City To Be Base Of “Flying Corps”

Date: April 27, 1965
Location: Dayton, OH
Newspaper: The Journal Herald
Page: 16

A kind of “flying peace corps,” with the Birthplace of Aviation as a training ground, was launched in St. Louis Sunday.

Brother Thomas Dwyer, SM, of the Brothers of Mary in Dayton, accepted a new specially-equipped Cessna six-seater airplane for a new organization called the United Missionary Air Training and Transport (UMATT).

The organization is an interdenominational service for missionaries who can make use of an airplane in their work.

Operation and administration of UMATT will be under the care of the Marianists who run the University of Dayton and Chaminade high school here.

“This is a real first,” Brother Dwyer said yesterday. “People in the state department have expressed great interest (in UMATT) because it is an extremely effective way to face communism.”

First target area for the flying peace corps will be missionary work in Nairobi, Kenya. Future projects are planned in Peru and Australia.

The Brothers of Mary were selected to conduct the program because of the flying experience which the group already has, Brother Dwyer said. Six of the brothers now have from 200 to 1,000 flying hours per man. Two have flight instructors ratings.

The University of Dayton will conduct a Mission Institute this summer in two parts. The first, an eight-week session beginning Saturday, will be a ground school to prepare for the Federal Aeronautics administration examination.
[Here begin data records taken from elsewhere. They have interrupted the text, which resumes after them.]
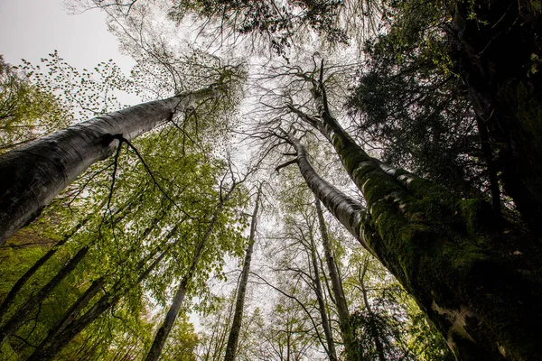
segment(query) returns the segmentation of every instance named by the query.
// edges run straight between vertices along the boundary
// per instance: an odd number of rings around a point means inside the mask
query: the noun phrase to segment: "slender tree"
[[[309,188],[415,297],[456,355],[528,359],[539,354],[533,335],[542,319],[541,268],[533,243],[486,202],[458,199],[368,155],[331,115],[322,71],[323,65],[313,89],[318,116],[296,113],[334,147],[368,211],[311,171],[290,135]]]
[[[303,152],[303,150],[302,150]],[[320,206],[320,200],[316,199],[316,214],[318,216],[318,225],[320,227],[320,236],[322,237],[322,244],[323,245],[323,252],[325,255],[325,262],[328,267],[330,274],[330,280],[332,282],[332,290],[333,291],[335,304],[337,306],[337,313],[339,315],[339,327],[342,333],[342,338],[344,339],[344,348],[346,351],[347,357],[354,360],[359,358],[357,356],[357,347],[354,343],[353,329],[350,321],[350,312],[348,310],[348,304],[346,302],[346,296],[344,295],[344,290],[342,289],[342,281],[339,274],[339,269],[335,263],[334,253],[332,248],[330,237],[325,225],[325,219],[323,218],[323,213],[322,212],[322,207]]]
[[[160,329],[158,329],[158,331],[154,336],[154,340],[153,341],[153,345],[151,346],[151,348],[145,357],[145,361],[156,361],[160,357],[160,355],[162,354],[162,349],[164,348],[164,345],[167,340],[167,337],[172,328],[173,327],[173,323],[177,319],[179,310],[182,306],[182,301],[184,301],[184,297],[186,296],[186,292],[188,291],[189,282],[192,282],[192,279],[194,276],[194,273],[196,273],[198,264],[200,263],[200,260],[203,255],[207,244],[209,243],[209,240],[215,228],[216,223],[219,220],[220,212],[224,208],[225,204],[231,198],[233,191],[236,190],[236,187],[238,187],[239,184],[239,182],[233,180],[231,186],[217,205],[212,214],[211,219],[209,223],[209,226],[207,227],[205,233],[201,236],[201,239],[196,246],[194,255],[191,261],[190,267],[187,270],[186,274],[182,277],[181,282],[179,283],[179,286],[177,287],[177,291],[175,292],[175,295],[173,296],[172,305],[170,306],[170,309],[168,310],[167,314],[164,319],[164,322],[162,323],[162,326],[160,327]]]
[[[252,220],[250,221],[250,234],[248,236],[248,246],[245,253],[245,261],[243,262],[243,270],[239,278],[238,294],[235,301],[235,311],[233,313],[233,321],[229,336],[228,337],[228,345],[226,346],[225,361],[233,361],[237,353],[237,347],[239,341],[239,331],[241,330],[241,321],[243,320],[243,309],[245,307],[245,294],[247,293],[247,283],[248,282],[248,273],[250,273],[250,261],[252,259],[252,250],[256,239],[256,227],[257,222],[257,210],[260,201],[261,187],[257,190],[256,197],[256,205],[252,212]]]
The second will run from June 28 to July 23 and will include orientationto the light aircraft in mission work.

Three airplanes are in UMATT’s initial plans. The first was delivered Sunday in St. Louis. It was purchased through a fund drive headed by Joseph G. Fabick and William D. Edwards, St. Louis businessmen, at the cost of about $30,000.

In dayton, a fund drive is at the half-way mark for a third plane to be used here for training purposes, Brother Dwyer said.
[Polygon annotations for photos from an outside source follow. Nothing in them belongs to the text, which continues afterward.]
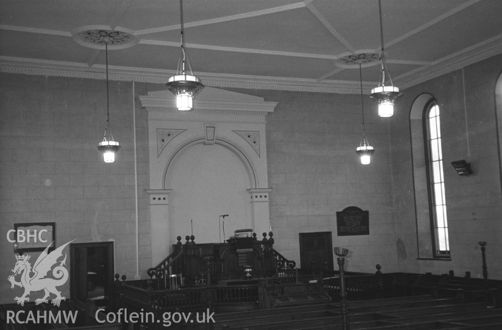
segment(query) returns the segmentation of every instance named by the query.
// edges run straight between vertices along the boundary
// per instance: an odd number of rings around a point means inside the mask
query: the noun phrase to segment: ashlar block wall
[[[137,83],[137,95],[146,94]],[[114,241],[115,271],[136,272],[132,83],[110,82],[110,118],[122,146],[106,164],[96,146],[106,120],[104,80],[0,74],[0,303],[14,301],[14,224],[56,223],[59,246]],[[146,112],[136,104],[140,274],[151,266]],[[69,251],[68,250],[68,251]],[[32,264],[40,253],[32,255]],[[68,258],[69,259],[69,258]],[[69,261],[69,262],[68,262]],[[71,263],[67,261],[67,264]],[[63,295],[69,295],[69,282]]]
[[[495,104],[495,86],[502,71],[498,55],[464,68],[466,111],[462,70],[459,69],[405,90],[390,124],[393,166],[394,222],[406,254],[398,254],[402,271],[435,274],[452,270],[457,276],[470,271],[482,277],[478,242],[486,242],[488,277],[502,279],[502,195],[498,148],[500,133]],[[440,107],[445,194],[451,261],[417,260],[410,111],[422,93],[434,96]],[[466,133],[466,129],[468,133]],[[469,161],[473,174],[460,176],[454,161]],[[420,243],[420,242],[419,242]]]

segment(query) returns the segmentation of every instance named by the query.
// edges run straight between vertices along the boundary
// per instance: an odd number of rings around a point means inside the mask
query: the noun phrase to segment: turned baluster
[[[486,257],[484,253],[486,250],[484,247],[486,245],[486,242],[478,242],[477,244],[481,247],[481,256],[483,262],[483,278],[484,279],[484,293],[486,302],[488,302],[489,301],[488,297],[488,271],[486,270]]]

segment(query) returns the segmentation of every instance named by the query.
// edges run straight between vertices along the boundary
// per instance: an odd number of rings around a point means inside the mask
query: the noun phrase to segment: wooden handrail
[[[296,267],[296,262],[294,260],[290,260],[286,259],[284,256],[277,252],[277,251],[272,248],[272,252],[274,252],[274,256],[276,259],[276,266],[280,269],[283,268],[293,269]]]

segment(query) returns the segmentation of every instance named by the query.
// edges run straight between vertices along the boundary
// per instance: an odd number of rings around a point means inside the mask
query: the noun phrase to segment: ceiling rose
[[[361,66],[362,67],[374,65],[378,64],[376,61],[380,58],[380,54],[377,53],[351,54],[336,60],[335,65],[341,68],[358,69],[359,64],[361,64]],[[369,63],[372,64],[370,64]],[[364,64],[366,65],[364,65]]]
[[[105,45],[107,44],[108,49],[122,49],[132,47],[139,41],[129,32],[89,27],[74,33],[73,39],[80,45],[90,48],[104,49]]]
Max Conrad, a 63-year old grandfather who holds the world’s flying distance record, is due inuis today to pick up the airplane and fly it to Nairobi.

Conrad will be met by Brother Michael Stimac, SM, whose plea for help to St. Louis businessmen started the fund raising effort there.
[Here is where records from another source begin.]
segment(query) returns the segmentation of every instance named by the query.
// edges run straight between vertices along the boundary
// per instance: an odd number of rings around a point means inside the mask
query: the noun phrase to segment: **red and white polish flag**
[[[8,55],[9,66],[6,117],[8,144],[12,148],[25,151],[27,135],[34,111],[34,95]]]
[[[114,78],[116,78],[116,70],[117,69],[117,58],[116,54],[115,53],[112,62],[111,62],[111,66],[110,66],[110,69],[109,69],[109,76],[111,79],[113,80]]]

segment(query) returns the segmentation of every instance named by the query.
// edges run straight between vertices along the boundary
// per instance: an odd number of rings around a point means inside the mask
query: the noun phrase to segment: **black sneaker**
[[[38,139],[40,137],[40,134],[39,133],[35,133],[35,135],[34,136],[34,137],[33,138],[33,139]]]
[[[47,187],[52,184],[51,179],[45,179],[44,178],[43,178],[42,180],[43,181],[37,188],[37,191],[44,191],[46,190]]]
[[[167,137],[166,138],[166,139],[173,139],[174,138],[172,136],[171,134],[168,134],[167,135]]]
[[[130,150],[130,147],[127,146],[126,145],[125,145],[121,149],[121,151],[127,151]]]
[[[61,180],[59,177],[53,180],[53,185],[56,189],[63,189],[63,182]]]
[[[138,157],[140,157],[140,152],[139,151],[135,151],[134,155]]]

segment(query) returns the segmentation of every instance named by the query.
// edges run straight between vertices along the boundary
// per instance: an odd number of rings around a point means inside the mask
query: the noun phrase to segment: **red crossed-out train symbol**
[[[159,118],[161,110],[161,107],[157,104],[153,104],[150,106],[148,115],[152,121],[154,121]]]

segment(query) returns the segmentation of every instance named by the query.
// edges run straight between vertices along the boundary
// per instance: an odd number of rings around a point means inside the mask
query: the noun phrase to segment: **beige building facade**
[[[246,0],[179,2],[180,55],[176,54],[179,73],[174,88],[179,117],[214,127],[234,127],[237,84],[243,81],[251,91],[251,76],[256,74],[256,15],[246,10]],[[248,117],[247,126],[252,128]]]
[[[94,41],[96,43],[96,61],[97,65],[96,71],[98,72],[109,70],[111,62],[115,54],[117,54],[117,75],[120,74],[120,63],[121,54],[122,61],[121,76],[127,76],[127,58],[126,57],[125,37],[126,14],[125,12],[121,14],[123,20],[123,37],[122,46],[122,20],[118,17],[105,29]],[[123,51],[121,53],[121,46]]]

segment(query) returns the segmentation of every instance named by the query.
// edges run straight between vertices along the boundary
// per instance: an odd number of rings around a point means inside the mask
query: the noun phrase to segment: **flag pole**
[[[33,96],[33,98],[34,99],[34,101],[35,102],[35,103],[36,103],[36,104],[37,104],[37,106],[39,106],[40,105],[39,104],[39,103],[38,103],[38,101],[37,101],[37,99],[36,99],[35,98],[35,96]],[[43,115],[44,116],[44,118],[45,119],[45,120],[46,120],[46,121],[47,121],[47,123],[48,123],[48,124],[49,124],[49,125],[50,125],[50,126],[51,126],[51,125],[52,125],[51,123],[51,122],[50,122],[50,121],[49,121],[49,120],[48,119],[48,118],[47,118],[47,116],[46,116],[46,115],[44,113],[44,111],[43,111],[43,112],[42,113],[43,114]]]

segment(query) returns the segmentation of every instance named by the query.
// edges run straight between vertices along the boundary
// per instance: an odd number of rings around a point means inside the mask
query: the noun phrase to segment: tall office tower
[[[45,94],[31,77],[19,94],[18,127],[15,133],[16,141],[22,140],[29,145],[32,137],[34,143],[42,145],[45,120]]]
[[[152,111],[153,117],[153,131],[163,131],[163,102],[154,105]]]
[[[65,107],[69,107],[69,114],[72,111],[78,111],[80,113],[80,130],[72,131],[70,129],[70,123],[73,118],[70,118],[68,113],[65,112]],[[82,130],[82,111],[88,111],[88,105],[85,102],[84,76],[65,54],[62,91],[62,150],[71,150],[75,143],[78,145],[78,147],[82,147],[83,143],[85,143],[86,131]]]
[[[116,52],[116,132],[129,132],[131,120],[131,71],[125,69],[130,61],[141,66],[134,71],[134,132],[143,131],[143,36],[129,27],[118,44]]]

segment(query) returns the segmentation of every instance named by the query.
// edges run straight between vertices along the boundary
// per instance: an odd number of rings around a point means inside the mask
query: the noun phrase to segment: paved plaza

Brother Stimac will use the plane in his visits to missions extending up to 600 miles away from Nairobi and also will make the aircraft available for the work of medical missionaries in the area.

Brother Stimac, 40, has been in Kenya since 1962, among other things teaching African youngsters to be pilots. He envisions UMATT as a non-scheduled airline that will link together Christianity’s outposts in East Africa. He formerly taught in a Cleveland high school.